My heart bangs out of my chest. Vicky told me she was a pet whisperer accidentally and I hadn’t believed her. Who ends up as an accidental pet whisperer?
Vicky does.
Because she cares about people. Because she’s a woman making her way alone in the world—without help, without protection—and she’d have empathy for another woman like that.
If anybody got scammed, it was Vicky.
She told me she’d make things right in the elevator. I heard the truth in her words.
And ignored it.
I text her nearly a dozen times. When she doesn’t answer, I stop by her building. I pay somebody to let me in and make my way up six flights of stairs to her door. I’ve never been here, but I have her address from company records. I knock.
All I hear is a parrot squawking.
This is an apartment-sitting gig—she mentioned it once before. She made it sound nice. It’s not. Judging from the building layout, those two are living in four hundred square feet at the most.

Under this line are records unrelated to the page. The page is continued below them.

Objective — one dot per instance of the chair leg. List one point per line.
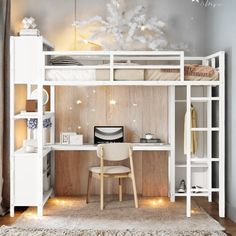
(101, 192)
(134, 190)
(88, 186)
(120, 189)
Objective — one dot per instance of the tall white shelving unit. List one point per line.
(28, 170)
(197, 169)
(28, 67)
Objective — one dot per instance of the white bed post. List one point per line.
(209, 141)
(171, 140)
(222, 135)
(40, 150)
(188, 141)
(52, 134)
(182, 66)
(111, 67)
(40, 137)
(12, 128)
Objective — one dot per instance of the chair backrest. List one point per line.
(114, 151)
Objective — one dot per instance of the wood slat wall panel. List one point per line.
(139, 109)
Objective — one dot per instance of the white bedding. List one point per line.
(70, 75)
(120, 75)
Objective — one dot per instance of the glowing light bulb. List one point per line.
(143, 27)
(113, 102)
(154, 203)
(160, 201)
(85, 41)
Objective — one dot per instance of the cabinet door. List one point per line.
(27, 59)
(26, 181)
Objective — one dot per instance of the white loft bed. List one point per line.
(27, 51)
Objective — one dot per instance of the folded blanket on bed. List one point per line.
(194, 70)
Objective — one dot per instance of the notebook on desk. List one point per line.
(108, 134)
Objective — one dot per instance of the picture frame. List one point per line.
(65, 137)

A real grifter would have figured out how to milk the company by now, or at least get credit on the promise of it. A real grifter would be living it up. A penthouse with a view. Meal services and maids. The mob? They would’ve made a move by now.
But more than that, I know her.
And I didn’t listen to my heart.
Vicky and I had a relationship that ran deeper and more intimate than a lot of people I do big money deals with and I couldn’t keep an open mind for her.
And it killed her.
I know. Because I know her.
I knock again. No answer.
“Vicky, are you in there? I messed up,” I say. “I’m sorry.” I knock again. I talk into the crack between the door and the frame.
It becomes pretty clear she’s not home right around the time a neighbor threatens to call the police.
I stumble out of there wondering—miserably—what the hell have I done?